Vitamin B12: How much should you take?
I’ve heard B-12 absorption decreases with age. How do I know how much I need to take?-Tia from Minnesota
Vitamin B12 is a complicated nutrient. Adults need a mere 2.4 micrograms per day. The main food sources are meats and animal products, so strict vegetarians are at risk of deficiency. The B12 in food must be released by stomach acid, and then bound to a substance called intrinsic factor, which enables B12 to be absorbed into the body. Insufficient stomach acid or a lack of intrinsic factor will drastically reduce absorption. May older adults have one or both of these problems. In addition, many common prescription drugs can interfere with absorption, including drugs for ulcers, reflux disease and metformin for diabetes.
How do you know if you have a B12 deficiency?
The only reliable way is through a lab test ordered by your doctor. If your doctor finds you are deficient and your absorption is compromised, you may need shots of B12. You may also be put on a high dose supplement because the form of B12 in supplements is not dependent on stomach acid for absorption.
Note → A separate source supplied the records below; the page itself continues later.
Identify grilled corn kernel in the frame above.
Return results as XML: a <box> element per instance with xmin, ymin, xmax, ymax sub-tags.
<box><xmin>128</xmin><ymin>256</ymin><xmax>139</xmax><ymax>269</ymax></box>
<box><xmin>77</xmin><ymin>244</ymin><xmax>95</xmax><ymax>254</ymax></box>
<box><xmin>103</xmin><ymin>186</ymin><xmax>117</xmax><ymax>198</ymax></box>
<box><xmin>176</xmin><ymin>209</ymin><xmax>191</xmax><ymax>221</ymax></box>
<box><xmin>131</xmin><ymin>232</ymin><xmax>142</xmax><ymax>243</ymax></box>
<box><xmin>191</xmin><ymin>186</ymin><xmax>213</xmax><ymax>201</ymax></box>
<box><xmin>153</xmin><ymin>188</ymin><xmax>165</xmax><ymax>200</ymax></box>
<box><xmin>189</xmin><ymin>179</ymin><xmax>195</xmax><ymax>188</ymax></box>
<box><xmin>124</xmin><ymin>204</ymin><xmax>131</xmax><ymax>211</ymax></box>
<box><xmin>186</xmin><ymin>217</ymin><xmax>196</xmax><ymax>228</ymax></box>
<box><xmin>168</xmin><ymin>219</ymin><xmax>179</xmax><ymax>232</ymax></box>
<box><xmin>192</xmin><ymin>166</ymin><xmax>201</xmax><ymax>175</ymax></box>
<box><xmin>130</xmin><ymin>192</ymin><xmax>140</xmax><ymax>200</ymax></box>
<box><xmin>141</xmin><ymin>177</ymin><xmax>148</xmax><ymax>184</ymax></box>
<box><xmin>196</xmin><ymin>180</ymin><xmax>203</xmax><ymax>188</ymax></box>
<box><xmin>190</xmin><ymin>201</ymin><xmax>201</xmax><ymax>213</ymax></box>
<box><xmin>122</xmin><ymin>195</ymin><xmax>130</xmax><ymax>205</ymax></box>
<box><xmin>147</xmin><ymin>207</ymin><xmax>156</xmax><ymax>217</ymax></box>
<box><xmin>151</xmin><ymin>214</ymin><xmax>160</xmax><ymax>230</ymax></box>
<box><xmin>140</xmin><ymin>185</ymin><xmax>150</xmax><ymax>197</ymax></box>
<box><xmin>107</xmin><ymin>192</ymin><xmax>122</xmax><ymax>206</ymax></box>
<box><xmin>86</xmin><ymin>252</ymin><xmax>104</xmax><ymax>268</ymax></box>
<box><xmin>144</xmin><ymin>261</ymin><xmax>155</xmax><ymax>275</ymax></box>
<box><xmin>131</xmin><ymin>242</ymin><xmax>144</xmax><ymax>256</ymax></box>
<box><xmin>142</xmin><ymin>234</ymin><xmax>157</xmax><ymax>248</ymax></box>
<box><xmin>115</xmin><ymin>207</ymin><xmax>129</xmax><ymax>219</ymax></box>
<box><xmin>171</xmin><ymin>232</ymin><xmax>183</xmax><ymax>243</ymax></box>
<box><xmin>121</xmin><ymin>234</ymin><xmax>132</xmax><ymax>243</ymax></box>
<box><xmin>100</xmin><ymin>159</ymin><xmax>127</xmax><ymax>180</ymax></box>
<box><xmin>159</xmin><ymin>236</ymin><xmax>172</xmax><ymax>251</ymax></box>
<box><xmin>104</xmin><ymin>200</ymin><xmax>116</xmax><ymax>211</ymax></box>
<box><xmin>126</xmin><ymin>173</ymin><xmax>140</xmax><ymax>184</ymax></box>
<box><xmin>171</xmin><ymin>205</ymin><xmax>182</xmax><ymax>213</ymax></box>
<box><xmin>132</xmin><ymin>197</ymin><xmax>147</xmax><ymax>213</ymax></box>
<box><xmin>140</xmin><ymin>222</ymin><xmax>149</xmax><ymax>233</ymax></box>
B12 is found in multivitamins. Some senior multiples have as much as 10 times the recommended intake. If you’re taking a supplement, check the label for B12. You might already be getting plenty of B12 from your supplement.
Just a note: A B12 deficiency causes a distinctive type of anemia. This anemia is linked to several problems common to the elderly: fatigue, poor memory, dementia, confusion, loss of appetite and weakness. Of course, these problems have many other possible causes. If you are suffering from these symptoms, talk to your doctor about a possible link.